Thousands of French citizens have taken to the streets to protest mainstream media outlets who routinely ‘churn out propaganda and misinformation.’
As the anti-globalist movement continues its spread across Europe, people in France are now turning their attention to the dishonest, biased and elitist media outlets that have had a monopoly on the flow of information for decades.
Breitbart.com reports: As in previous weeks, many protestors carried placards with the abbreviation ‘R.I.C.’ — “Citizens’ Initiative Referendum”, a demand for popular referendums that would be automatically triggered by any referendum calling for a change in government policy getting 700,000 signatures.
If enacted, the introduction of referendums triggered by the public rather than given as a gift by politicians would likely see a massive reorientation of political power in France away from the political elite and even traditional political parties, a clear desire of the Yellow Vest movement which has reacted strongly against Emmanuel Macron’s globalist government.
Macron Had Helicopter on Standby to Escape Presidential Palace During Protests https://t.co/qOu4EQKnzv
— Breitbart London (@BreitbartLondon) December 14, 2018
Switzerland already has a system of citizen’s initiative referendum, and Italy has a similar system. French Prime Minister Édouard Philippe said last weekend the government was considering debating such referendums in the future.

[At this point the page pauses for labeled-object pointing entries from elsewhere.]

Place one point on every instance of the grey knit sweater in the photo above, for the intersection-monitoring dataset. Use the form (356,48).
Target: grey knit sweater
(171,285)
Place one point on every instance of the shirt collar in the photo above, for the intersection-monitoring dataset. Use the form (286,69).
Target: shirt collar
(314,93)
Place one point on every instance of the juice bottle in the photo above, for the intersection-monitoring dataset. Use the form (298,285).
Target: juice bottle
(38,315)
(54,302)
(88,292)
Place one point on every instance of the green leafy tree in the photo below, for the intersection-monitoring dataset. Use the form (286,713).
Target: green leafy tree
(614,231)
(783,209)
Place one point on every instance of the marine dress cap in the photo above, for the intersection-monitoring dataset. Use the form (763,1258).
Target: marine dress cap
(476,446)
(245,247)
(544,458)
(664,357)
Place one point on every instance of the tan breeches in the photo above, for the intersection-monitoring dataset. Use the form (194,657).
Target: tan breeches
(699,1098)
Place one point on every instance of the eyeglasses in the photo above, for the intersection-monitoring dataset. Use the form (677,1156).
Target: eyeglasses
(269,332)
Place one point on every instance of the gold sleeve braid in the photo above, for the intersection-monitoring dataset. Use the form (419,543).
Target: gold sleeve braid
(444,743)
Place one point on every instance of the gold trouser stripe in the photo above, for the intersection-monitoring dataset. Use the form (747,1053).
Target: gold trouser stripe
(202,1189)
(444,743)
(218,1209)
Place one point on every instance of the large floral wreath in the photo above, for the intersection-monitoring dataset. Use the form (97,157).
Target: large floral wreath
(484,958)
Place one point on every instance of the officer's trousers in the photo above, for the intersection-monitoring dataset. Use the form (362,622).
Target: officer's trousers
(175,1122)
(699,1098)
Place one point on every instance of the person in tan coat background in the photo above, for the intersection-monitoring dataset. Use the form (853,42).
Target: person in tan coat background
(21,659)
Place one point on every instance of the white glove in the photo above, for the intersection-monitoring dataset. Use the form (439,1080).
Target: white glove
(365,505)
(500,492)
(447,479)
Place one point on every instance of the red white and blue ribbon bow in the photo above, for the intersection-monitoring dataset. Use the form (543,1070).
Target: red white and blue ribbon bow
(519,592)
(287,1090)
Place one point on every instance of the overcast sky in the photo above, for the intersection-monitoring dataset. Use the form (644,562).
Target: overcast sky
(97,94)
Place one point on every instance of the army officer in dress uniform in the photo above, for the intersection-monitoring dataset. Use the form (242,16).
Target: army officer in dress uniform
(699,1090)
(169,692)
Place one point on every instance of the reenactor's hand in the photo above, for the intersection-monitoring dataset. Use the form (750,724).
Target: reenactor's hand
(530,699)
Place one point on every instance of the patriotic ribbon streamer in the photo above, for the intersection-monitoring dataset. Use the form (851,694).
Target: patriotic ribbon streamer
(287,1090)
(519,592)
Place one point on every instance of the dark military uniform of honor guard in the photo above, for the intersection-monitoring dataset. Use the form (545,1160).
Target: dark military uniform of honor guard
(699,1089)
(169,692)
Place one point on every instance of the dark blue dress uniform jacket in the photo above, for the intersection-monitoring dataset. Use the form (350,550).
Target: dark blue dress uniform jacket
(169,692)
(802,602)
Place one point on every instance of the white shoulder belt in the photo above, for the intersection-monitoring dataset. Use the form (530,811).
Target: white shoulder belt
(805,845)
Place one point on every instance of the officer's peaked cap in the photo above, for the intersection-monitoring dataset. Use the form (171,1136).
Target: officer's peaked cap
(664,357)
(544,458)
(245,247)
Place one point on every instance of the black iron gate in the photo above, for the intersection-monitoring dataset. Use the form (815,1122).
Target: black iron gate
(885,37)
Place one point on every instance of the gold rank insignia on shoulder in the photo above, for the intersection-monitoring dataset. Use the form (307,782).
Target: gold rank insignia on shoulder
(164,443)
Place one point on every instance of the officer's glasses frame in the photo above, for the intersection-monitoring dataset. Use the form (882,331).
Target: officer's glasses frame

The number of demonstrators out was fewer than in recent weeks, but more protests are expected in Paris on New Year’s Eve.
The route of Saturday’s march took hundreds of protestors to the doors of mainstream French television stations, which the Yellow Vests accuse of having aligned themselves with President Macron against the French people.
Demonstrators shouted “Journalists — collaborationists!” and threw stones reports the Associated Press. Police pushed back protestors from the tourist favourite Champs Elysee, where clashes have taken place on recent weekends.
The protests originally began in November over green policies of President Emmanual Macron, who was moving to wean France off automobiles by making buying fuel unaffordable.
After weeks of intense and at times violent protests through which Macron insisted there could be no deviation from his course, the President eventually relented and cancelled the tax hikes, also introducing a rise in minimum wage and a tax cut days later.